An overproofed one will sag in the oven on the stone and in fact flatten noticeably on the peel before you get it on the stone (assume you are baking free form on a pizza stone or similar), and won't rise back up like a good loaf does at around the 10-15 min mark in the bake, and it will also be dense (becuase the gluten has been degraded and gotten leaky, and the gas generated has escaped the balloon).
You want the point in between - good rise before the oven, but not maximum rise - because there will be no oven spring and a disappointing end result. The crust should not crack othe rthan at slashes, but it should rise to a reasonably proud height.
Also make sure that stone is hot - like 1 hr warm-up - or it may also refuse to spring because the crust will set before enough heat has gotten in there to raise it... And a very hot oven to start, turn down at 20 mins or so so it cooks through, but early heat helps a good rise. A good loaf will look a bit depressingly flat after a few minutes on the stone, but then will rise like a phoenix, reaching max height around 20-25 mins (sooner for a small loaf).
i am not obsessed with kneading but think some is important to get good gluten development - but I just do a afew short kneads at 10 min intervals after mixing the bread dough, using slap-and-fold method (like 6 slap and folds each 10 minutes, 3 or 4 times), then do a couple of stretch and folds through the rest of the bulk ferment.
BTW the bread should have a slightly sour tang but not taste of vinegar. The vinegar smell is natural in a healthy starter - albeit one that is a bit starved - so don't throw out, but do give it a few refreshes at relatively close intervals taking only a very little of the starter into each refresh. By the second refresh it should smell just like flour and water at the start, but enough bugs should be in there to get it back and bubbling without the acetone notes. It should smell slightly yeasty/beery when it has fermented, but not sharp.
Once it smells a bit more pleasant, it should be right to make bread - then go back to your normal feed schedule.Personally I bake only once a week or so (4 loaves each time) and so I keep mine in the fridge where I can ignore it until the day before I want to make up a levain next time. I have had two episodes of "gone acetic" in about 4 years, each time rapid feeding of a small amount of the starter at short intervals has brought it back to "normal".
So don't giv e up - you are really close to great bread I reckon, and sound like you have a very active starter, just needs a bit of tinkering.
PS I re-read you post and while I don't use a breadmaker to knead that should work well enough. I also saw you do use the pizza stone - so do make sure it's hot.
A massive thank you to all for taking the time to get back to me and for offering all your inside info. Its been really very helpful and given me the boost to carry on.

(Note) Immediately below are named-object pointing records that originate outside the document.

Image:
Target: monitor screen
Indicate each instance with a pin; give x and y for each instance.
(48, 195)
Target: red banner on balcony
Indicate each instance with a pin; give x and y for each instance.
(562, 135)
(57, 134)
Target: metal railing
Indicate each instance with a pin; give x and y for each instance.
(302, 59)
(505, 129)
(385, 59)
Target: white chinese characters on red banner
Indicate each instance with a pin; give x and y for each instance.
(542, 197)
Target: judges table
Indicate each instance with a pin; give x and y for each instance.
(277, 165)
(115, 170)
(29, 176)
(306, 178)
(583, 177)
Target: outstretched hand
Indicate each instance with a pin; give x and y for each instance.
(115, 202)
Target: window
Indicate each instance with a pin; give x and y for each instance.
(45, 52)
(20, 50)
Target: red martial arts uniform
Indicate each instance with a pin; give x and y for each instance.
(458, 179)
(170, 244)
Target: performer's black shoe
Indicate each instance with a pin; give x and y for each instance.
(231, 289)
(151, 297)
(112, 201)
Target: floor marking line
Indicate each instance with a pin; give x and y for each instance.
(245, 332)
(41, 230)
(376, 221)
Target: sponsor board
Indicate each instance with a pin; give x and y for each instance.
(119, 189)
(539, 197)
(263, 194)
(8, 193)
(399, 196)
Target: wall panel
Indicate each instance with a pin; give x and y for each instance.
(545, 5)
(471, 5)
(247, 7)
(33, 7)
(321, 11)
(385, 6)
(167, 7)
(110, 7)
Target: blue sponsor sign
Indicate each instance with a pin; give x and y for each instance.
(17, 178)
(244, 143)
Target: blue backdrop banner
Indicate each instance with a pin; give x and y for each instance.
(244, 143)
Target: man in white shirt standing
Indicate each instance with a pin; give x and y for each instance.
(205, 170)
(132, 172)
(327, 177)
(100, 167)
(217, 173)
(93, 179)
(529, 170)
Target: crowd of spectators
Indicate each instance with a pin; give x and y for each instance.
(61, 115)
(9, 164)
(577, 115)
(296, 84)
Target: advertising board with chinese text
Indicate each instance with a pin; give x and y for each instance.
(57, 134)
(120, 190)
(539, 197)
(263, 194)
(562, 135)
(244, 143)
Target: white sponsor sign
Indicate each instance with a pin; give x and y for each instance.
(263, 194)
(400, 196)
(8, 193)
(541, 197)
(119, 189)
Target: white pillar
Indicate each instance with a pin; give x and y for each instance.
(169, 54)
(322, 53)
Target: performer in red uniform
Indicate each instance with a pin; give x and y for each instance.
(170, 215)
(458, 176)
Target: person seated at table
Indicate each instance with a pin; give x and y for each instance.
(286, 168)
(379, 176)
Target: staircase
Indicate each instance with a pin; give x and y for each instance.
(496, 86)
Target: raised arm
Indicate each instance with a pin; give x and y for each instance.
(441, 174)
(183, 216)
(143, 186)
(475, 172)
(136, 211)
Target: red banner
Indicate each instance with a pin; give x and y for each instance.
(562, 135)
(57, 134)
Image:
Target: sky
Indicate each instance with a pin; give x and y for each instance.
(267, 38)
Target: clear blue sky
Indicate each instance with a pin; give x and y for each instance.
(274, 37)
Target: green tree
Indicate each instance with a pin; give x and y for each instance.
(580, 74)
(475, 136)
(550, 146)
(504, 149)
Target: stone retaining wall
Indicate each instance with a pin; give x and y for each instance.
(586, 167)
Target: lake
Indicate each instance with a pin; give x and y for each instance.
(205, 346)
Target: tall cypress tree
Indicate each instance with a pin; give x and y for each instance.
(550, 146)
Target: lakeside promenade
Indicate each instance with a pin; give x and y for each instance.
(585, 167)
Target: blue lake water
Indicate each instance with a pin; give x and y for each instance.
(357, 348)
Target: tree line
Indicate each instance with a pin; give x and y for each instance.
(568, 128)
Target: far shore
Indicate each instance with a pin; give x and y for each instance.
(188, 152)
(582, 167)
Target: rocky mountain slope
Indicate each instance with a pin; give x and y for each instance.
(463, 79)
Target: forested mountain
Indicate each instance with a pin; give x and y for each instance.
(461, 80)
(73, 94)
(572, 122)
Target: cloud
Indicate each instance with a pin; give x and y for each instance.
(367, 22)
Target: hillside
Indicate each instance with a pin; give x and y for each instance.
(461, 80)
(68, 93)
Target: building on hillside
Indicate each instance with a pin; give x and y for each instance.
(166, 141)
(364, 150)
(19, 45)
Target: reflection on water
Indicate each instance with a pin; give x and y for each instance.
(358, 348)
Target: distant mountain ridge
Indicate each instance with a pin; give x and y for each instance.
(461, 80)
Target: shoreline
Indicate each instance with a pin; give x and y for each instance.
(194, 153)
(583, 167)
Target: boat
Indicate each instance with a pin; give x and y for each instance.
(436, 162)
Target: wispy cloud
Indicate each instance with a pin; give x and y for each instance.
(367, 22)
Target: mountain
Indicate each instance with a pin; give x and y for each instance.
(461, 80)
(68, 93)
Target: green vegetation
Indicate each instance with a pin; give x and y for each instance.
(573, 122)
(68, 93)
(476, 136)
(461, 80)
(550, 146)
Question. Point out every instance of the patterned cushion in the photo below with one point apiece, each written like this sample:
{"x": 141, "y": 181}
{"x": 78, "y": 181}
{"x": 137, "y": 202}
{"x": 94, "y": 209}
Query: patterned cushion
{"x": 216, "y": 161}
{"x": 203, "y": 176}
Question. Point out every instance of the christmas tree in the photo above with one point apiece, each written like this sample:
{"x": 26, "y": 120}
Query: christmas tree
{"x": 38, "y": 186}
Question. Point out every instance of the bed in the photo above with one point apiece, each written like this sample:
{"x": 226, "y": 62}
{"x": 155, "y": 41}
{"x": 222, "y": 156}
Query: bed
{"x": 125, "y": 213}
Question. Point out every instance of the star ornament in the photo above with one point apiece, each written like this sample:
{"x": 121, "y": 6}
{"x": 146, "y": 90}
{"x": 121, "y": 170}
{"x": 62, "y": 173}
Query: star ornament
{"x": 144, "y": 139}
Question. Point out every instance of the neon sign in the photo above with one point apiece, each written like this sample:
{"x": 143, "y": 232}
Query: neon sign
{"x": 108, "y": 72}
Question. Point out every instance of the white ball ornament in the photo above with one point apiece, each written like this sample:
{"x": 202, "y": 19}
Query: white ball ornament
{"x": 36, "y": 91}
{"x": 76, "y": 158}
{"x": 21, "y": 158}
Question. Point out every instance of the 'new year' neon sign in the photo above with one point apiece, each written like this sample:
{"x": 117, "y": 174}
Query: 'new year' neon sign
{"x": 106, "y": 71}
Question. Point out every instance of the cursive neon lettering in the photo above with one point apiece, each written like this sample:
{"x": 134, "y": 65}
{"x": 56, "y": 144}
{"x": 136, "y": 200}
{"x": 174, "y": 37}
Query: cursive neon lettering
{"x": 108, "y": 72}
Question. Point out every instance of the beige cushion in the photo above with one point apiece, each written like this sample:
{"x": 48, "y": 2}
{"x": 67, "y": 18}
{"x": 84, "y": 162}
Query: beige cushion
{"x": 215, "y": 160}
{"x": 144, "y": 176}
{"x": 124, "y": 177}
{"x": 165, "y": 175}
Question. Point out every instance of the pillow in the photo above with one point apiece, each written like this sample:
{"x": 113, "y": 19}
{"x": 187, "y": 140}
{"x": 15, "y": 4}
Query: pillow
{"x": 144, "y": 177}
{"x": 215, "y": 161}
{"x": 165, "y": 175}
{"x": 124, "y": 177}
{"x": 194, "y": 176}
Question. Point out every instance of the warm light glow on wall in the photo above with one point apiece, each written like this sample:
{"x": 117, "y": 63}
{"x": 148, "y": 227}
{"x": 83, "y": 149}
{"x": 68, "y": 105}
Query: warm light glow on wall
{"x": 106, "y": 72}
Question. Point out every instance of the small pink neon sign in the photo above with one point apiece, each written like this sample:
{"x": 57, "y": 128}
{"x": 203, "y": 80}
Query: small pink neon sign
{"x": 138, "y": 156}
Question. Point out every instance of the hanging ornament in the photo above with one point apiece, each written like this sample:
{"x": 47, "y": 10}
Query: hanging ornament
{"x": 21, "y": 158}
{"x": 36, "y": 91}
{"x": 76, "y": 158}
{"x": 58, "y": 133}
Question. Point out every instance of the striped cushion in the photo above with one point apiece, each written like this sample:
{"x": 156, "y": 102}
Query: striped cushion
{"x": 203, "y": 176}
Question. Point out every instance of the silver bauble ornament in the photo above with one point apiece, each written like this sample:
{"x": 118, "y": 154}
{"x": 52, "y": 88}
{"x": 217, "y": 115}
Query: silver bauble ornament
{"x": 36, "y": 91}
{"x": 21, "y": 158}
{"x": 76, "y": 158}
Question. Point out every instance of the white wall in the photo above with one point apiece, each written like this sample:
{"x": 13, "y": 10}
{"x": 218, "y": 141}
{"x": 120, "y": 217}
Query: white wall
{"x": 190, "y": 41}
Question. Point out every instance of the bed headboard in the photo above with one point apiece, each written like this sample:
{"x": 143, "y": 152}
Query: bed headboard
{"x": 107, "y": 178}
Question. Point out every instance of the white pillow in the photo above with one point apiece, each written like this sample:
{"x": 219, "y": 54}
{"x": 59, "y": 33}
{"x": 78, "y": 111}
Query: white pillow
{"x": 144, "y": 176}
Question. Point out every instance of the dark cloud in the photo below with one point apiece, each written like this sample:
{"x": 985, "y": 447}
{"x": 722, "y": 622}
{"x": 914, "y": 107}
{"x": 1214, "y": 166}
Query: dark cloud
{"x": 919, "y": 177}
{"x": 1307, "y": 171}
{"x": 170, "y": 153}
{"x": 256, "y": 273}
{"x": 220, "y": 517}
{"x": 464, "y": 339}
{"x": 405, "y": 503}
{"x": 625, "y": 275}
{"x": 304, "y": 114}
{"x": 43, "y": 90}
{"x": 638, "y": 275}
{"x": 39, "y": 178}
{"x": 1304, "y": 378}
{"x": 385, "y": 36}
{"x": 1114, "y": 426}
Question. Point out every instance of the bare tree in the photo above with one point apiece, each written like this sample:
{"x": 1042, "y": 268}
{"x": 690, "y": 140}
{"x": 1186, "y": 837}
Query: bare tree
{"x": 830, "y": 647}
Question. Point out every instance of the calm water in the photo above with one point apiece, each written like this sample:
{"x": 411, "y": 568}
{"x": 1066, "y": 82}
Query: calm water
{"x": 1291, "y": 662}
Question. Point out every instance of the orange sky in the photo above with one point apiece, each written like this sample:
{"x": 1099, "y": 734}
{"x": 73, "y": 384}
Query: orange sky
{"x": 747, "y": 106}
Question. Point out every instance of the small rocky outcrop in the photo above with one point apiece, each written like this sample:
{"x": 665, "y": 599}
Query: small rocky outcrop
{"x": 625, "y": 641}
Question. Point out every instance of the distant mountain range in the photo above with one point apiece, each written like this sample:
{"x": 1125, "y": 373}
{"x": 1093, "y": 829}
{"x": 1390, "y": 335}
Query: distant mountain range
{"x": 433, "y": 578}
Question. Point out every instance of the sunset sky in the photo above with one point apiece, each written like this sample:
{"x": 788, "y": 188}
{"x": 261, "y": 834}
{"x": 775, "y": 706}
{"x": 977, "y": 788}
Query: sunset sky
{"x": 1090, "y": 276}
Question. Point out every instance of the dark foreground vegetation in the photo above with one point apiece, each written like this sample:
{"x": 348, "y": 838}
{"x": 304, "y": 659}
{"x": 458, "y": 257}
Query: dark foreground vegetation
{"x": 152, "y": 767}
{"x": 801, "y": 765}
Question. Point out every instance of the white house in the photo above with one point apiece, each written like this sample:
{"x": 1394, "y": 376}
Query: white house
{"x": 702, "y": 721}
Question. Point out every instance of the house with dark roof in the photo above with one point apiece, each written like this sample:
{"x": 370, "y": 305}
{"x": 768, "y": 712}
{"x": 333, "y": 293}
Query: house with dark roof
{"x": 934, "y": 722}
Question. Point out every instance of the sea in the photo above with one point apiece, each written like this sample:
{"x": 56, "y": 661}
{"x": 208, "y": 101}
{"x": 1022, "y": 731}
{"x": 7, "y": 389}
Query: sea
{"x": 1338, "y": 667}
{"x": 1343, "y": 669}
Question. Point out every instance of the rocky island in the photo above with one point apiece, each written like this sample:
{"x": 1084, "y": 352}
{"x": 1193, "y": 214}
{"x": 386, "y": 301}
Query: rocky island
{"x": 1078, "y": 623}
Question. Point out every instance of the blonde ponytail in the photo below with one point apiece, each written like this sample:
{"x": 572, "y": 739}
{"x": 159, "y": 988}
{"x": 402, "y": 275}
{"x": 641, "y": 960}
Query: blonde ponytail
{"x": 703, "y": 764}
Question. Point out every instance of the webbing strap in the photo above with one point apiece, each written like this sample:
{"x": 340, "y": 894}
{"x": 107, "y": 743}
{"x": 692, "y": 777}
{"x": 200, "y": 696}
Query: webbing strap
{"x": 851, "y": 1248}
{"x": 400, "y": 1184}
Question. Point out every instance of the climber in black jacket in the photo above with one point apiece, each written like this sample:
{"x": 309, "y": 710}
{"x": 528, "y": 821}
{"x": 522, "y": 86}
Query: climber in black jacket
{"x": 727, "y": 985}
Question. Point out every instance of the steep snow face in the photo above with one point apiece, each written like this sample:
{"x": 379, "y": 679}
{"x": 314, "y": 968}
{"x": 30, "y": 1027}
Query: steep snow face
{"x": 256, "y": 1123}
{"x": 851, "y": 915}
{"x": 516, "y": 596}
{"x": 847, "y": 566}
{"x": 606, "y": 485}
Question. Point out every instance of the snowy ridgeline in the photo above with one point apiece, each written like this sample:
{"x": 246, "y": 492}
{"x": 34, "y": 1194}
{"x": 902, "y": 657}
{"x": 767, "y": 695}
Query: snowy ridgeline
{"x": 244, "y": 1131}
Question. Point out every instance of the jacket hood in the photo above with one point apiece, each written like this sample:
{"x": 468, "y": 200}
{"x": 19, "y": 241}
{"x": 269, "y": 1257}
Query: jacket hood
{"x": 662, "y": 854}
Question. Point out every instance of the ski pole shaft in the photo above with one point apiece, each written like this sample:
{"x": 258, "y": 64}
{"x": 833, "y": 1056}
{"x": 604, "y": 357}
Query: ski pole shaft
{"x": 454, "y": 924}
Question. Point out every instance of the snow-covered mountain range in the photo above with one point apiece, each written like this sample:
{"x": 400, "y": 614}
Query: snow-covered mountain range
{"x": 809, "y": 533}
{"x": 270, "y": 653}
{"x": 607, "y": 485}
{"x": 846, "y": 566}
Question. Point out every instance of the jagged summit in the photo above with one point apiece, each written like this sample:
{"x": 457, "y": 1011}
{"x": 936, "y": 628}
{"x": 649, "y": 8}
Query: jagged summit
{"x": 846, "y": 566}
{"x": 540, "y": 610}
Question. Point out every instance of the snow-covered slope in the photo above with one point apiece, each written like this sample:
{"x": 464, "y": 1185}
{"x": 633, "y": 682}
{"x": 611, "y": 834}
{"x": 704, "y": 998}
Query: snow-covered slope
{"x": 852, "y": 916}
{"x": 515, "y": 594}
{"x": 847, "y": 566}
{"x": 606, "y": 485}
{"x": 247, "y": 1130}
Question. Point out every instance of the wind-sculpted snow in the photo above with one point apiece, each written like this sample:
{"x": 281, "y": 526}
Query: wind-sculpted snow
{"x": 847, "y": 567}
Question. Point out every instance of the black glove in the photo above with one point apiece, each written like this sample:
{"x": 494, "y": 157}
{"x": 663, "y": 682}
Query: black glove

I have improved so much since I started this thread. I threw away one of the two starters, weeks ago now. I then decided to focus on making one type of loaf. Lots of people on the forum suggested the Norwich sourdough. I used the tutorials given by SourDom following the 10 second kneads every 10 minutes etc. Followed by strech and folds during bulk fermention. I think its the same ish methods both of you use abiet slightly different timings. Started another thread with the results, "A small breakthrough". Very kindly you replied to that too Shasta.
I been very fortunate to have been able to bake 5 days out of 7 resently, so my bread has improved daily. I was struggling to get decent ovenspring and slashes but I think I cracked that today. Well made some improvement. Made my own lame this morning, thanks Davo for replying to that thread too. I think the slash with the blade allowed the loaf to pop open as I changed nothing else. I'm going to try the steaming technique with the roasting tin as soon as I can find something to use. Hopefully, that might improve ovenspring further. Slashing, well that just need slots more practice. I've added a photo of todays loaf to let you see how far I've come (had to start another thread as couldn't insert here). Sorry I haven't cut it open yet so there is no inside shot.
Anyway, thank you again for all your help and encouragment.